As fundraisers, one of the strategic decisions we face is determining when a donor is ready to be solicited. If we ask too soon—without enough cultivation and engagement—we are likely to receive a gift well below the donor’s potential. If we wait too long, we can miss our window of opportunity. Striking that careful balance is critical to major gift success. Let me share an example.

Schultz & Williams conducted a $2 million campaign planning study for a small, community-based counseling organization. The organization—we’ll call it the Smith Center—could not renew the lease for its rented space and was considering buying a building to serve as a permanent home. The advantages of having a permanent home were obvious to the staff: establishing a stable base of operations, becoming a more visible community resource, and building equity over time. However, the Board had not yet reached consensus. Since the Smith Center was totally supported by contributed revenue, Board members were concerned about increased overhead, a focus on real estate rather than expanded services, and the impact of a campaign on their annual fund. Finally, the Board wanted to know how the center’s clients would feel about a move that could potentially interrupt services.

Mary Peters, one of the center’s founding Board members and most generous donors, shared these concerns. Her support would be essential to a successful campaign—not only because it would represent a key leadership gift, but because other donors in the community would be highly influenced by Mary’s commitment. And while our campaign planning study had shown that a successful campaign was within the center’s reach, we knew that Mary should not be asked for a leadership gift until her concerns were addressed. That was not an easy decision—the clock was ticking, and every month the center moved closer to being without a home.
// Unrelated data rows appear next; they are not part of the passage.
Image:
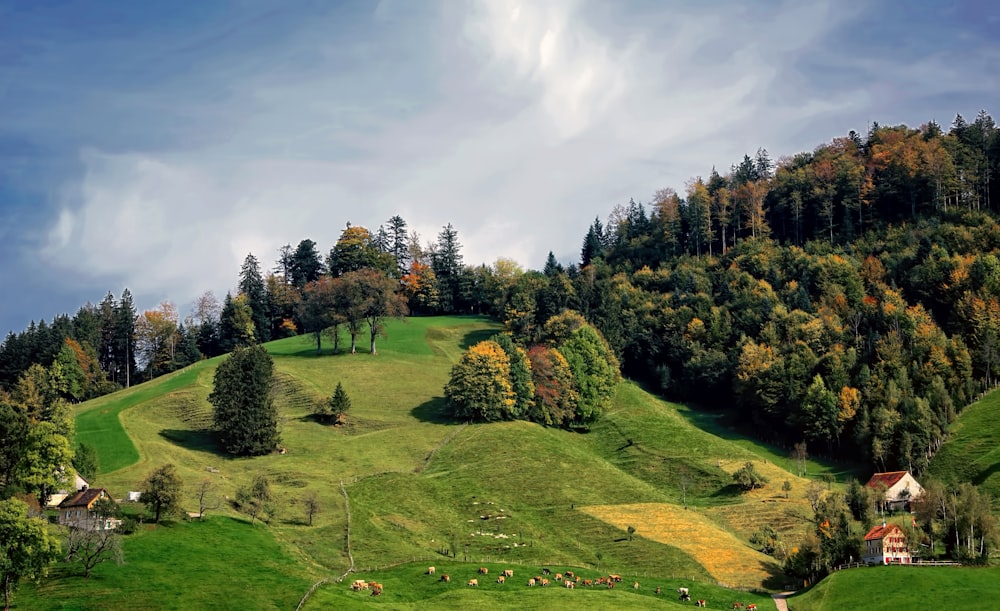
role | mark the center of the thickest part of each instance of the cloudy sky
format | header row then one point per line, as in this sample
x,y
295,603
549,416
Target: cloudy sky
x,y
152,145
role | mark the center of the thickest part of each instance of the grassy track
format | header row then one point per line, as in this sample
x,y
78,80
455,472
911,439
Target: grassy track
x,y
902,587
With assistance from Schultz & Williams, the Smith Center took the following steps to address strategic issues and build consensus:

  • Conducted a Board survey to allow Board members to express their views about the future vision for the Smith Center and how a new building would influence that vision.
  • Engaged in a strategic business planning process to forge Board consensus, further define the facility options, link the facility plan to a strong vision and new institutional goals for the future, refine the financial projections, and begin strategizing on early campaign solicitations.
  • Surveyed a representative sample of clients via an online questionnaire to secure their input into the planning process. The survey gave Smith Center stakeholders an opportunity to share their views on what an ideal environment for clients and families would look like. It also served to educate them at the earliest phase of the campaign.

After three months of thoughtful planning and frank dialogue, the center’s Board unanimously voted to move forward. They launched their capital campaign and began the search for a building. Both efforts were successfully concluded within 18 months… and Mary Peters made the lead gift to the campaign and actively solicited other donors.
In thinking about this story, there are three major takeaways:

  • Business planning and fundraising planning are inextricably linked, particularly in major gift fundraising. Donors want to know that our plans are well considered and solid. It’s better to delay major solicitations until we can answer the questions that sophisticated donors will ask.
  • Engagement in the planning process can be a highly effective form of cultivation that develops a sense of ownership for the plan.
  • Building Board consensus in advance of a major capital campaign is essential for campaign success, since we look to the Board to serve as campaign ambassadors to the wider community.